4. Walk the error chain forward — treat each new error as progress
When a fix changes the symptom, that is forward motion, not failure. 502 → 404 → 403 → business-logic error means you are peeling layers correctly. Feed each new code back as evidence about which layer now works. An ambiguous non-2xx (Cannot link: 3 channel members cannot view this case) often proves the proxy/route works and the failure moved inward.
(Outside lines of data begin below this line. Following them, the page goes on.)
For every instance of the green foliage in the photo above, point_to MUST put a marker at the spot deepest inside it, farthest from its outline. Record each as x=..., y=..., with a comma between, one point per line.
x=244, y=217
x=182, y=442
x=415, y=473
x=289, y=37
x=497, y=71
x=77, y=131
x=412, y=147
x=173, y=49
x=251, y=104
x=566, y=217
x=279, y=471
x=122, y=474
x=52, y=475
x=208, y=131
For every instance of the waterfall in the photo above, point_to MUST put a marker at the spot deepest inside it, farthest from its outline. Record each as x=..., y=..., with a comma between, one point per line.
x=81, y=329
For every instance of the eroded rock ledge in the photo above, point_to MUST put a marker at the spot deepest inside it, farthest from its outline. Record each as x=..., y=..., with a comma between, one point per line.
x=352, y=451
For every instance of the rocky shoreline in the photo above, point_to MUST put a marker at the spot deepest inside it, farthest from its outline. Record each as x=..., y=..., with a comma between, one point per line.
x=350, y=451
5. Drive to ROOT CAUSE, reject the easy explanation
Mark pushes past symptoms and demands a durable fix:
- Reject default explanations using observed timing/domain reasoning:
cant be stale it happens right away — why is the otp rejected within seconds of being created?
- Generalize repeated incidents to one systemic cause:
both incidents have the same root cause: neither backend runs DB migrations on deploy
- Reason from architectural invariants when his mental model is contradicted:
but a user should always be found — why is a user not found in any case?, Users are all inside cognito... everyone is first a cognito user. If your fix would violate a decision already agreed (why is it hitting monorepo, we talked about this), stop — that inconsistency IS the bug.
- Verify the full causal chain end-to-end, not just that the symptom moved.
6. Distrust misleading signals
If a monitoring/liveness signal is unreliable, name the failure mode and substitute a trustworthy proxy. Mark's rule: log file empty (tee+claude TUI quirk — ignore the log, rely on git state). Don't trust a signal you've seen lie.
Red flags — you are doing it wrong if:
| Anti-pattern | Mark's correction |
|---|
| Proposing a fix before checking the service/DB exists | are the pages built and connected? |
| Paraphrasing the error instead of reading it literally | He re-pastes the exact string |
| Accepting the easy/stale explanation | cant be stale it happens right away |
| Treating a new error code as a regression | It's the next layer — walk the chain forward |
| Fixing the symptom with a workaround | He wants the durable root-cause fix |
| Guessing without a reproduction | for clarity i get the 502 when i submit the email |
Hand off to prove-it-live-before-done once you believe it's fixed — Mark will not accept a fix on your word.